Избранное - Андрей Гуляшки
Шрифт:
Интервал:
Закладка:
И, думая о силе, которая не задубляет сердце человека, и о величии, которое с отеческой любовью кладет руку на лоб слабому, я вспоминаю другую ночь, такую же веселую, пережитую мною двадцать лет назад в родном краю.

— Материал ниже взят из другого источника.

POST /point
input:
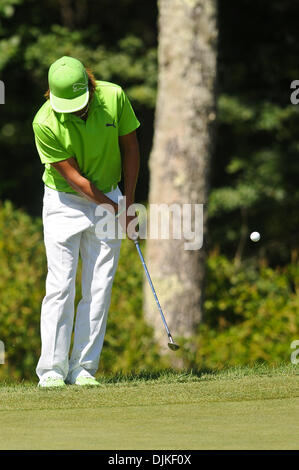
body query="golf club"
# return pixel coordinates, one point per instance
(172, 345)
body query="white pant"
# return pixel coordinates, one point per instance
(69, 229)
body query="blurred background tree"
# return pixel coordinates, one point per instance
(253, 180)
(181, 156)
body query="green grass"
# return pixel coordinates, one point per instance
(240, 408)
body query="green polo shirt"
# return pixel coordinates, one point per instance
(94, 142)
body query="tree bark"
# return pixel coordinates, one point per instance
(180, 158)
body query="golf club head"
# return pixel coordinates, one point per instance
(173, 346)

Я закрываю глаза, и мне улыбается манящей улыбкой синеватая гора, обвитая лиловыми сумерками, с кудрявыми кисейными облачками, плывущими над ней, с ее полянами, высокими буками, прозрачными ручьями и душистой дикой геранью. Там, где солнечный южный край плато круто спускается в глубокую, заросшую кустарником лощину, отделяющую большую гору от холмов, с ранней весны до николина дня бурлит вода. Это и не река, и не ручей, а речушка, которую наши люди называют Марина лужа. Так ее прозвали, и, думаю, несправедливо, потому что, когда говорят «лужа», представляешь себе грязную, мутную, застойную воду, а наша — быстрая и прозрачная, как расплавленное стекло. Но так уж ее окрестили когда-то, неизвестно почему, и это название сохранилось до наших дней. Она вытекает на свет божий из-под темного гранитного свода в полутора километрах западней села. Подземное русло уходит в глубь холма — можно залезть под свод и некоторое время ползти, преодолевая сопротивление воды, но для этого нужны крепкие нервы, немалая сила и опыт. Не каждому это по плечу! Вобрав в себя несколько лесных ручьев, пересыхающих летом, Марина лужа несется вскачь вниз, в ложбину. Маленькая, быстрая, она похожа на серну, за которой гонится голодный волк-одиночка: мчит наугад через поляны и овражки, чтобы только спастись от волчьих зубов.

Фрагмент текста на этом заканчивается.